2002年10月-2
2002年10月11日(金)
大阪に着いた。
心配していたバスでの旅行も、睡眠薬を飲んで寝ていたせいか、苦にならなかった。
とてもすがすがしい気分で、大阪駅に降りたった。
(もうすぐアイツに会える。一番の親友に会えるんだ)
そう思うと、居ても立ってもいられなかった。
だからだろうか?電車に乗っても、大して気分が悪くならなかった。
彼の家には彼と彼の彼女がいた。
彼がバイトに行っている間、彼の彼女といろんな話をした。
彼も実は悩んでいた事、彼も彼女も、いろいろトラブルを抱えていた事。
そして、オレに会いたがっていた事。
それは、オレのためだけでなく、Aのためでもあった事。
嬉しかった。オレは、必要とされていた。
心からそう感じる事が出来て、安らいだ。
オレとアイツは、驚くほど良く似ているところがあって、それが、ある種のシンパシィとなって、オレの気持ちを楽にさせてくれる。
夜に彼の彼女の家に行ったが、道中、電車で気分が悪くなった。
例のホコリ臭い匂いがして、(ああ、ヤバイな)って思った。
そんなオレを彼は気遣ってくれた。側にいてくれた。
(一人じゃないんだ。一人でがんばらなくていいんだ)
そう感じた。とてもホッとした。
駅には彼女の弟が迎えに来てくれていた。
「ずっと大阪におったらええやん」
オレの病気を知ってか知らずか、そう誘ってくれた。
素直に嬉しかった。オレは必要とされてるんだなって思った。
彼の彼女の一家は陽気な人たちだ。
でも、同時に人生のいろいろ辛い事をくぐり抜けてきた人たちだ。
「人生は、全部オッケーやで。どんなに辛い事があっても、それは自分の選んだことやし、その事が、絶対なんかの経験になるから。そやから、全部オッケー。全部オーライやで」
そう、お袋さんが言っていた。含蓄のある言葉だと思った。
そんな1日だったから、睡眠薬を使わないでも寝られるかと思ったけど、すんなり寝付くことが出来なくて、結局使った。
2002年10月12日(土)
今日はしばらく1人でいる時間があって、その時例のホコリ臭い匂いがした。
ちょっと怖かった。
1人で留守番しているからどこにも行けないし、誰も助けにきてはくれない。
だから心細かった。
だから不安だった。
でも、友達と合流してからはまた元気になれた。
薬を飲むヒマがないほど、いろいろな事にオレを巻き込んでくれた。
薬を毎回飲まなくても、なんとか元気でいられた。
今日は疲れたのか、お酒のせいか、睡眠薬を使わないでも眠りにつけた。
2002年10月13日(日)
大阪に来てから気分がいいのは、きっとここが日常から離れた場所だからだと思う。
学校の事も、家の事も、就職の事も考えなくていい。
僕はちょうど旅行者のような感覚で、ここにいる。
ここに好きなだけいていいし、何かに強制される事もない。
その事が、僕の心を落ち着かせる。
今日も睡眠薬を使わなかった。
毎日が本当に楽しい。
2002年10月16日(水)
大阪から帰ってきて、その反動で体調が悪くなるかと思ったけど、今日はかなり気分が良かった。
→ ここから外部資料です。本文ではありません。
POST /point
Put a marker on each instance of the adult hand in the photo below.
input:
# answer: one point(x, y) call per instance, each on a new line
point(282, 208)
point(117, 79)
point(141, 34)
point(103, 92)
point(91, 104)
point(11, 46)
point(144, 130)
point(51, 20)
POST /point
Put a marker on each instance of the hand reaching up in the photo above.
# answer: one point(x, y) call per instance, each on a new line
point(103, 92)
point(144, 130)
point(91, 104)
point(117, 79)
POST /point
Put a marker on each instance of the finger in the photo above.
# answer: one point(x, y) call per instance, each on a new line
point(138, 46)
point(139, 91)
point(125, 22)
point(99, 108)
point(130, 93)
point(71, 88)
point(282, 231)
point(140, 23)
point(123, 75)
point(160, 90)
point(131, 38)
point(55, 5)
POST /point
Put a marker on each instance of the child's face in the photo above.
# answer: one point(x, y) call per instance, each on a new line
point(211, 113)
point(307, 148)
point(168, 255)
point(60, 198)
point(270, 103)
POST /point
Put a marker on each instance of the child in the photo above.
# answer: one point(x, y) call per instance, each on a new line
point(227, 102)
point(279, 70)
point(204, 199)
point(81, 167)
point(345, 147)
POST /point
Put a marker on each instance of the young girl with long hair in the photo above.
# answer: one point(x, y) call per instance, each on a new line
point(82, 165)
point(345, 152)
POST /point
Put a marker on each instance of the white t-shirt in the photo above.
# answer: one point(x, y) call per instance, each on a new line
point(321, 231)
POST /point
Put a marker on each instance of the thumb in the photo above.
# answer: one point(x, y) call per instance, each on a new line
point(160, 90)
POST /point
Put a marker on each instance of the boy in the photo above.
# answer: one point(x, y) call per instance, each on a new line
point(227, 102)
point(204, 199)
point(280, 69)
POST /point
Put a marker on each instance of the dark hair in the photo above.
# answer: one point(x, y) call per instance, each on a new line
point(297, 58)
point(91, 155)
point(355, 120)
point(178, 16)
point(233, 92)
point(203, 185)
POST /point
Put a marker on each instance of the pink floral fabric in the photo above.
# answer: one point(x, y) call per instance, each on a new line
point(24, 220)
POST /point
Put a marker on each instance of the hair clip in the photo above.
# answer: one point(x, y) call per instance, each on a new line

でも、やっぱり大阪に居たときのほうが楽だった気がする。
自分の家は、落ち着けるけど、何かもの悲しい。
だけど、大阪に行く前よりは全然楽になった。
もちろん、学校の事や将来の事を考えると、また気分が悪くなる。
でも、以前よりは楽になった。
きっと、心の中で、(休んでもいいんだ)と確信したからだと思う。
大阪に行って良かった。
一番の親友に会って、良かった。
2002年10月17日(木)
今日はひさびさにこの前とは別の大学の同級生と会った。
ヤツはオレの事でいろいろ心配してくれていたらしい。
素直に嬉しかった。
まだ自分は必要とされてるんだと思った。
まだまだ体調は悪いし、悩み事は沢山あるけど、今の自分の状態を人生における休息期間としてとらえることで、なんとか現実と折り合いをつけていけるような気がする。
2002年10月20日(日)
最近、よく眠れる。
と、言うよりも、眠くてしょうがない。
以前のように熟睡できないのも問題だが、最近のように眠りすぎるのもどこかおかしいと思う。
とりあえず、学校に行けるかどうか考えてみた。
学校に行っている自分を想像してみた。
ダメだった。
やっぱり背中が熱くなって、イヤな汗が出て、目の前が暗くなった。
やっぱりダメだ、と思った。
少し、悲しく思った。
とりあえず、ムリはしないで、ゆっくり考えていこうと思う。
できることだけ、やっていこう。